In this paper, the authors introduce LDM3D-VR, a suite of diffusion models targeting virtual reality development that includes LDM3D-pano and LDM3D-SR. These models enable the generation of panoramic RGBD based on textual prompts and the upscaling of low-resolution inputs to high-resolution RGBD, respectively.
The models are fine-tuned from existing pretrained models on datasets containing panoramic/high-resolution RGB images, depth maps, and captions. Both models are evaluated in comparison to existing related methods.
1.2. LCM-LoRA: A Universal Stable-Diffusion Acceleration Module
Latent Consistency Models (LCMs) have achieved impressive performance in accelerating text-to-image generative tasks, producing high-quality images with minimal inference steps.
LCMs are distilled from pre-trained latent diffusion models (LDMs), requiring only ~32 A100 GPU training hours. This report further extends LCMs’ potential in two aspects: First, by applying LoRA distillation to Stable-Diffusion models including SD-V1.5, SSD-1B, and SDXL, they have expanded LCM’s scope to larger models with significantly less memory consumption, achieving superior image generation quality.
Second, they identify the LoRA parameters obtained through LCM distillation as a universal Stable-Diffusion acceleration module, named LCM-LoRA. LCM-LoRA can be directly plugged into various Stable-Diffusion fine-tuned models or LoRAs without training, thus representing a universally applicable accelerator for diverse image generation tasks.
Compared with previous numerical PF-ODE solvers such as DDIM, and DPM-Solver, LCM-LoRA can be viewed as a plug-in neural PF-ODE solver that possesses strong generalization abilities.
1.3. 3DiffTection: 3D Object Detection with Geometry-Aware Diffusion Features
In this paper the authors present 3DiffTection, a state-of-the-art method for 3D object detection from single images, leveraging features from a 3D-aware diffusion model. Annotating large-scale image data for 3D detection is resource-intensive and time-consuming. Recently, pretrained large image diffusion models have become prominent as effective feature extractors for 2D perception tasks.

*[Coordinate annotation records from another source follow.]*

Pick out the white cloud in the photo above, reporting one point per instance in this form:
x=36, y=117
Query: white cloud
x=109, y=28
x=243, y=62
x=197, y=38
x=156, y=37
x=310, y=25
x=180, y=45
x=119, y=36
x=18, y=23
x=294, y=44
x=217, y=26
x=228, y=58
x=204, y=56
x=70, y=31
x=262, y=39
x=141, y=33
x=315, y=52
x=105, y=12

However, these features are initially trained on paired text and image data, which are not optimized for 3D tasks, and often exhibit a domain gap when applied to the target data. The proposed approach bridges these gaps through two specialized tuning strategies: geometric and semantic.
For geometric tuning, they fine-tune a diffusion model to perform novel view synthesis conditioned on a single image, by introducing a novel epipolar warp operator. This task meets two essential criteria: the necessity for 3D awareness and reliance solely on posed image data, which are readily available (e.g., from videos) and do not require manual annotation.
For semantic refinement, they further train the model on target data with detection supervision. Both tuning phases employ ControlNet to preserve the integrity of the original feature capabilities.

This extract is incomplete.